The Meta Rise

There has been a rise in share prices for Meta Platforms today, despite two analysts cutting their price targets for the tech company in the past few days.

Rather than paying attention to analysts’ opinions today, investors took their cues from the general market sentiment, which was generally optimistic.

As of 12:24 p.m. ET, Meta was up 4.6% amid gains in the S&P 500 by 1.9% and in the Nasdaq Composite by 2.3%

What’s on their mind?

Today, Morgan Stanley analyst Brian Nowak lowered his price target for Meta’s stock from $300 to $280, but he maintained an overweight rating for the stock. He cited a slower advertising market for this year and next as the reason for lowering the price target.

Credit Suisse analyst Stephen Ju lowered his target on the tech stock from $273 to $245 while maintaining his outperform rating. In addition, Ju believes that macroeconomic issues will slow down ad revenue.   

Despite the analysts’ comments, Meta investors ignored them and instead focused on broader market investors being generally upbeat. 

And despite the market’s recent volatility, some investors may have already priced in rising inflation, upcoming Federal rate hikes, and a possible economic slowdown. 

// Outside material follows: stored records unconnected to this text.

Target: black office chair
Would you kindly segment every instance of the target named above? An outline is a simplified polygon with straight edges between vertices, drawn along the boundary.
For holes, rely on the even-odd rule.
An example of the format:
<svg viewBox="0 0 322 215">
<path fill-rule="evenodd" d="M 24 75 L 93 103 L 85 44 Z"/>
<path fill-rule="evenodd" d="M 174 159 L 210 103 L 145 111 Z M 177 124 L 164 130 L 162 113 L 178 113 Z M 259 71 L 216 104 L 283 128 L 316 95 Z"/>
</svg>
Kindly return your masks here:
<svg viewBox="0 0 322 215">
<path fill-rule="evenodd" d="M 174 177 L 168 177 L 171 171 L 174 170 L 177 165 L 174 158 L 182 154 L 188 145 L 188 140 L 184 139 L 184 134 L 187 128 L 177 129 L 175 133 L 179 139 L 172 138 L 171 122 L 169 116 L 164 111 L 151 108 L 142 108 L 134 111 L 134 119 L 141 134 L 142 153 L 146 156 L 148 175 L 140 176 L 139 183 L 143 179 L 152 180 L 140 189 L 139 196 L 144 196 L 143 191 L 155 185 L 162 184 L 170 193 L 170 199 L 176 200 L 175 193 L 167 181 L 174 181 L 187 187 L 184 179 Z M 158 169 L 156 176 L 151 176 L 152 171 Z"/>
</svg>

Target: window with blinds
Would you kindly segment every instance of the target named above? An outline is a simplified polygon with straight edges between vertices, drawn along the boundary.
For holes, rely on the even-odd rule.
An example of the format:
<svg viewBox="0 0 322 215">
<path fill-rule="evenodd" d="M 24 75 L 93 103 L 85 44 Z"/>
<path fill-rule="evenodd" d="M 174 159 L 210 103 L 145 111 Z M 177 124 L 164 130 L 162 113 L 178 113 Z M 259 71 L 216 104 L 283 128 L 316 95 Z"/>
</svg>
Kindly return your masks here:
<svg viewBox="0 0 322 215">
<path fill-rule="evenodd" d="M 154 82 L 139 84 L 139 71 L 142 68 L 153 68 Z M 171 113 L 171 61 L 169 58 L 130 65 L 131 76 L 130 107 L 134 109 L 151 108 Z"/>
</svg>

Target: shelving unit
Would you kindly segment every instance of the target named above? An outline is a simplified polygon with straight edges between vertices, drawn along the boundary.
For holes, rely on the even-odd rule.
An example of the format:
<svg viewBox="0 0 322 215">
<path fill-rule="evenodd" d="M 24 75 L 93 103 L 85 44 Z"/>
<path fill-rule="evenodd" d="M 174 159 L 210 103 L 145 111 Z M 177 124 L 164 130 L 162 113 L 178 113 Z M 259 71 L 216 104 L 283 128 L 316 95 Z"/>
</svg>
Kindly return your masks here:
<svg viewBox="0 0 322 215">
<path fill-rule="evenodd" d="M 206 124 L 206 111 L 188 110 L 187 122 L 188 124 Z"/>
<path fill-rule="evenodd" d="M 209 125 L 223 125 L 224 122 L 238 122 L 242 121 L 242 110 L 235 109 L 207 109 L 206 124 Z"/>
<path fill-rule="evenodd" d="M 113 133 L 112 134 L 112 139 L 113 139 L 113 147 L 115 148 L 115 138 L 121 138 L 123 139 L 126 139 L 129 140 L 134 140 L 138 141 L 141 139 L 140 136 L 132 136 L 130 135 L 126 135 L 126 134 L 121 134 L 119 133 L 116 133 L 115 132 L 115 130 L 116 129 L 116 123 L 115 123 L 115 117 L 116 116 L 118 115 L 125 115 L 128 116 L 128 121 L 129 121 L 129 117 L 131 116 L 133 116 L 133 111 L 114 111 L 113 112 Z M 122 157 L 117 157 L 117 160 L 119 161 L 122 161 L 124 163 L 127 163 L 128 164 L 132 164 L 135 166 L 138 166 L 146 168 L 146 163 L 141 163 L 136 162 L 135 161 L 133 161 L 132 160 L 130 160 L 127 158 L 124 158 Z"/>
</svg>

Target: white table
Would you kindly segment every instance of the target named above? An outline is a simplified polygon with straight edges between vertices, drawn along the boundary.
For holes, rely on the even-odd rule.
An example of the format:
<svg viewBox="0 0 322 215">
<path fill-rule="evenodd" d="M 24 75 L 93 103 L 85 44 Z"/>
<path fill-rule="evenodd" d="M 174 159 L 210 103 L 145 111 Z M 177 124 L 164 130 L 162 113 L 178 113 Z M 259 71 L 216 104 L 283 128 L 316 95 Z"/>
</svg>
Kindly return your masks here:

After falling 49% over the past 12 months, some technology investors might be beginning to look at Meta as having reached its bottom and are anticipating a rebound in the near future.

Should I jump right in?

Despite today’s gains in Meta’s share price, the market is still flooded by a lot of uncertainty, so the increases in Meta’s share price today might not last very long.

The company’s second-quarter results on July 27 will provide investors with a much clearer picture of how Meta is coping with current headwinds.